Maya society underwent a series of profound transformations between c. 100 AD and 250 AD, which resulted in the cessation of monumental building at many Preclassic cities and the inferred collapse of their political and economic systems, often characterized as the "Preclassic Collapse."

==History==

===Early Preclassic (2000 BC–1000 BC)===
The roots of Maya civilization remain obscure, although broad parameters are increasingly well known. Paleo-environmental data indicate the presence of agriculturalists in the Maya lowlands by c. 3000 BC, although permanent agricultural settlements seem to have developed only gradually. Analysis of bones from early Maya grave sites indicate that, although maize had already become a major component of the diet (under 30% at Ceullo, Belize) by this time, fish, meat from game animals, and other hunted or gathered foods still made up a major component of the diet. Along with the gradual development of agriculture, basic forms of pottery began to appear, with simple designs and some slipped vessels. Around this time, the Olmec culture began to emerge in nearby Tabasco, granting the early Maya an important trading partner and beginning a period of prolonged contact that would have profound effects on Maya society.

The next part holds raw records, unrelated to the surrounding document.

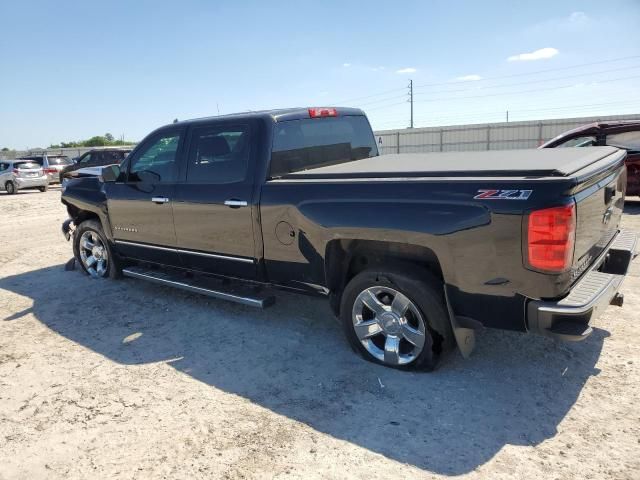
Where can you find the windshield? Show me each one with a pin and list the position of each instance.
(26, 165)
(59, 161)
(318, 142)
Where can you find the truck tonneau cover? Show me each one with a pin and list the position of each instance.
(495, 163)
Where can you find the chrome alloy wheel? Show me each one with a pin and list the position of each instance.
(388, 325)
(93, 254)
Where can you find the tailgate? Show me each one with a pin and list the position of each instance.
(600, 202)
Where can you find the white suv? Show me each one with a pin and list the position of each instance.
(22, 174)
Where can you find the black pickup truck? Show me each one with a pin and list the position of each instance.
(414, 251)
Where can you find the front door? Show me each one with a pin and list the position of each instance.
(140, 203)
(213, 207)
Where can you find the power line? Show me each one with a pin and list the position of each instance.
(514, 111)
(530, 73)
(522, 91)
(369, 96)
(543, 80)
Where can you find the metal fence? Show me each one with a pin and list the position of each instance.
(487, 136)
(69, 152)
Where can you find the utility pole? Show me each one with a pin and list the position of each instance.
(411, 100)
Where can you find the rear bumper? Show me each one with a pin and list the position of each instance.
(569, 318)
(35, 182)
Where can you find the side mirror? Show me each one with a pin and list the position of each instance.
(110, 173)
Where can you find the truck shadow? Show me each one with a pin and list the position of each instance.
(292, 359)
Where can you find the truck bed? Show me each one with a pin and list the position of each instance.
(560, 162)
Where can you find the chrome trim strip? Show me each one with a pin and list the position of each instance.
(154, 247)
(215, 255)
(190, 252)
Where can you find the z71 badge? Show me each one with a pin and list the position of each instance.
(503, 194)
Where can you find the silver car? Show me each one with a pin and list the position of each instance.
(52, 164)
(22, 174)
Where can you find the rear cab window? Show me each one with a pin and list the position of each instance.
(627, 140)
(319, 142)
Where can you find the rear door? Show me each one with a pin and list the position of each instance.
(214, 204)
(140, 203)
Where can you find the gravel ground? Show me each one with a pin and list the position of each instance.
(123, 379)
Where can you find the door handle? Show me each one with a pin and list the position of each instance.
(233, 203)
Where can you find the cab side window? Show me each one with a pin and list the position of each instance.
(156, 161)
(219, 154)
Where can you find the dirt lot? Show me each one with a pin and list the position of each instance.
(129, 380)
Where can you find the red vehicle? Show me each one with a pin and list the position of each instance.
(621, 134)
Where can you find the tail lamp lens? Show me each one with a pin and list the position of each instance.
(551, 238)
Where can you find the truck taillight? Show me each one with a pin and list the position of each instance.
(551, 237)
(322, 112)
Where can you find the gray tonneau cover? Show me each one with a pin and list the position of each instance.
(523, 163)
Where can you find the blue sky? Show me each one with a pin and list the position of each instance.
(74, 69)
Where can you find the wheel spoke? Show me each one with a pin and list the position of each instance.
(400, 304)
(392, 350)
(413, 336)
(100, 268)
(367, 329)
(372, 302)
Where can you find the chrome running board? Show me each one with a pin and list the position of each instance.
(202, 285)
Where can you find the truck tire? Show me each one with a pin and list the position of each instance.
(397, 317)
(93, 251)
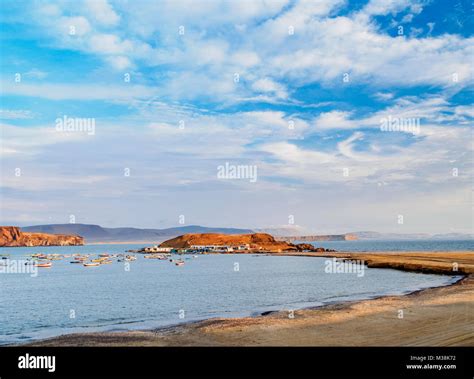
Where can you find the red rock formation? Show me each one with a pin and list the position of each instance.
(13, 236)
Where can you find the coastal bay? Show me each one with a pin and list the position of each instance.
(441, 316)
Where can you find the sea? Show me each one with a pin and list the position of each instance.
(149, 293)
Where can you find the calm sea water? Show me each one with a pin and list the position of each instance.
(400, 245)
(71, 298)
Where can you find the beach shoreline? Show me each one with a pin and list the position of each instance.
(436, 316)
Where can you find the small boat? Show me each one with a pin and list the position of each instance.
(45, 265)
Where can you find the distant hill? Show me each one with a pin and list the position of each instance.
(254, 241)
(96, 233)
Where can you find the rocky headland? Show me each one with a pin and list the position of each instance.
(12, 236)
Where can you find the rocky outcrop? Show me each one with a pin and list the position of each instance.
(12, 236)
(256, 241)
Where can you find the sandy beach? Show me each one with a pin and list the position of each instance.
(442, 316)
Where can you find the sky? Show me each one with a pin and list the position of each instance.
(313, 116)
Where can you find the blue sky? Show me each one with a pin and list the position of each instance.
(315, 81)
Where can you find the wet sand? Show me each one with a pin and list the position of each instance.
(442, 316)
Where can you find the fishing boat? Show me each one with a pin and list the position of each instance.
(45, 265)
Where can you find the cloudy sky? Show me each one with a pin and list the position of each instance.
(297, 89)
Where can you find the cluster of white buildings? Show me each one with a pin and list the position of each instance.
(157, 249)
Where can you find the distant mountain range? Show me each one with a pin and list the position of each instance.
(96, 233)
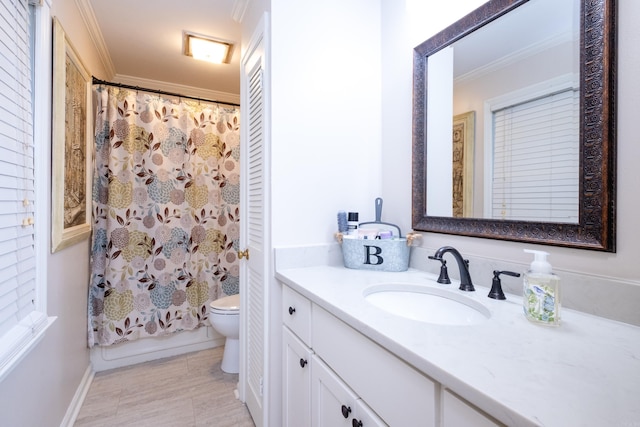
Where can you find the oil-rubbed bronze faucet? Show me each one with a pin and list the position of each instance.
(463, 265)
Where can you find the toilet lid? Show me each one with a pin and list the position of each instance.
(232, 302)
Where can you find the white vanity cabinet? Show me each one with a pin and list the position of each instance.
(296, 381)
(334, 403)
(297, 361)
(331, 370)
(458, 413)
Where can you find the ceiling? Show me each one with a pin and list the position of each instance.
(143, 40)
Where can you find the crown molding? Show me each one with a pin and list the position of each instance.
(239, 9)
(90, 21)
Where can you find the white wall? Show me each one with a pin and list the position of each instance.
(326, 120)
(39, 390)
(401, 33)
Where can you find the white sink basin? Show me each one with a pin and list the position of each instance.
(425, 304)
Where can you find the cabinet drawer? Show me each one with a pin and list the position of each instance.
(458, 413)
(296, 314)
(296, 369)
(397, 392)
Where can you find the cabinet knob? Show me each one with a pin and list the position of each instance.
(346, 410)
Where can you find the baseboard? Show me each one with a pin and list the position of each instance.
(78, 398)
(147, 349)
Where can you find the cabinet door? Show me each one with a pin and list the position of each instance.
(365, 417)
(296, 405)
(333, 402)
(458, 413)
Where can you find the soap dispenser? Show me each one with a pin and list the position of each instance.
(541, 296)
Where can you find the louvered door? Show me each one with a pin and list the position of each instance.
(254, 231)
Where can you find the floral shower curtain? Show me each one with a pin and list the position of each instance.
(165, 213)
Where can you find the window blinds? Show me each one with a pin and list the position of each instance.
(17, 254)
(536, 159)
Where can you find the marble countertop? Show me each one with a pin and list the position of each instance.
(586, 372)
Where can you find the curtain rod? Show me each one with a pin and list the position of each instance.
(97, 81)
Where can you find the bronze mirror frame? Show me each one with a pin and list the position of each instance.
(596, 227)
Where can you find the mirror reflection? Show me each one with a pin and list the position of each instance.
(503, 138)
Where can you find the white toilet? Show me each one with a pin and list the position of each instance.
(224, 315)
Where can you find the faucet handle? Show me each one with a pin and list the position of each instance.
(444, 274)
(496, 285)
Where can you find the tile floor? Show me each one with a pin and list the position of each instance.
(182, 391)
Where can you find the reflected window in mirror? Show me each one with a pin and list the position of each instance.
(513, 114)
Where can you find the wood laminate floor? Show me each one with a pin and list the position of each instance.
(182, 391)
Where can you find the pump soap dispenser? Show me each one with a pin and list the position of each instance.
(541, 296)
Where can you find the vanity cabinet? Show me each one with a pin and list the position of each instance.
(297, 380)
(458, 413)
(335, 404)
(334, 376)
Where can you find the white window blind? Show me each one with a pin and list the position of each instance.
(536, 166)
(20, 323)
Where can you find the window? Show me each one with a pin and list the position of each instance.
(535, 158)
(22, 303)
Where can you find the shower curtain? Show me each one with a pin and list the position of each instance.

===Middle Preclassic (1000 BC–400 BC)===

Southern Maya area sites

By around the year 1000 BC, the Maya city of Aguada Fénix was built in Tabasco, this archaeological site corresponds to a time of great change for Maya society. Since before its construction, the Mayas were nomads and did not use ceramics. They lived from hunting, fishing, and growing corn. However, from the construction of Aguada Fénix, it is shown that they began to use ceramics and became sedentary. Aguada Fénix marks the beginning of the construction of the Maya city-states that would flourish years later.

The centuries of agricultural village life had begun to form the beginnings of a complex society: Prestige goods such as obsidian mirrors and jade mosaics began to appear, increasing the demand for more extensive trade. Canals and irrigation schemes demanding coordinated human effort began to appear with increasing complexity and scale. Gradually, villages began to include central plazas and earthen mounds, occasionally enhanced by masonry. For instance, the site of La Blanca featured a central mound more than seventy-five feet tall and contained a masonry fragment strongly resembling a head in the distinctive Olmec style. Carved stone stele also began to appear during this period, adorned with portraits of rulers but still devoid of writing. Warfare appears to have intensified during this period, as evidenced by advanced weaponry, rulers beginning to be portrayed as warriors, and the appearance of mass graves and decapitated skeletons.

Beginning around 900 BC, the Pacific coastal region fell under the dominance of the La Blanca statelet, which collapsed around 600BC, to be replaced by a polity centered on the El Ujuxte site. Another early statelet was probably based at the site of Chalchuapa, a town with extensive earthen mounds arranged around several plazas. However, it was likely ruled by the first true Maya city-state, Kaminaljuyu. Lying within modern-day Guatemala City on the shores of Lake Miraflores, Kaminaljuyu developed a powerful government structure that organized massive irrigation campaigns and built numerous intricately designed stone monuments to its rulers. These monuments clearly depict war captives and often show the rulers holding weapons, indicating the Kaminaljuyu polity engaged in active warfare, dominating the Guatemalan highlands for centuries. Kaminaljuyu's main export was the essential resource obsidian, a beautiful volcanic glass that easily fractured into sharp edges, providing arrowheads, knives, and other weapons as well as prestige goods like mirrors. Through trade routes linking the Pacific coast to the Guatemalan highlands and extending to central Mexico (including early interactions with Teotihuacan), Kaminaljuyu imported coastal goods such as marine shells, salt-dried fish, and salt while exporting obsidian tools and blades widely across Mesoamerica, thereby enhancing its regional influence.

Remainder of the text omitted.